New Map Comparison Tool from the Visualising Urban Geography Project

There's a new tool from the Visualising Urban Geography project that allows you to compare two different maps of Edinburgh side by side on the screen.

We've always had the capability to do this manually using two paper maps but it's very laborious and not very easy to compare like with like.

This new tool uses geo-referenced maps which are overlaid on top of the current street map, and you can decide which maps to compare.

For family historians, this has several great benefits; you can see, at a glance:
  • how streets have developed since the previous map
  • where new buildings are
  • where streets have disappeared
  • which streets have been renamed
and that will make it easier than ever to look at census records, view the route taken by the census enumerator, and go directly to the site of an ancestor's dwelling, and if you're lucky the actual dwelling itself.

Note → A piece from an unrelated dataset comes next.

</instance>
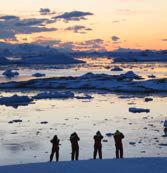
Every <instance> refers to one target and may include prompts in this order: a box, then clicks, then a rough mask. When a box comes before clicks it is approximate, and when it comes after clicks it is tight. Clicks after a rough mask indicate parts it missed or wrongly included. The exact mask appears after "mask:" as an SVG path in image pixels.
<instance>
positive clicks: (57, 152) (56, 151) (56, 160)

Also, I think it will be helpful when looking at valuation rolls to see what a street looked like before or after.

The picture shows an area of Spring Gardens, Edinburgh. Notice how a bit of land to the right of St Ann's Bank House in the top map (1849) has become a row of buildings, Violet Bank, in the bottom map (1876).

Have a go at using the dual map tool, yourself, and let me know what you think.

If you want to change map when you're in the tool, click the [clear overlay] link to remove the map, then click the new map you want.

Of course, the great drawback for us is that it allows only the comparison of Edinburgh maps, however, as it has been done for Edinburgh, it presumably can be done for other places, too; and that's another great reason to get on with the geo-referencing of historical maps.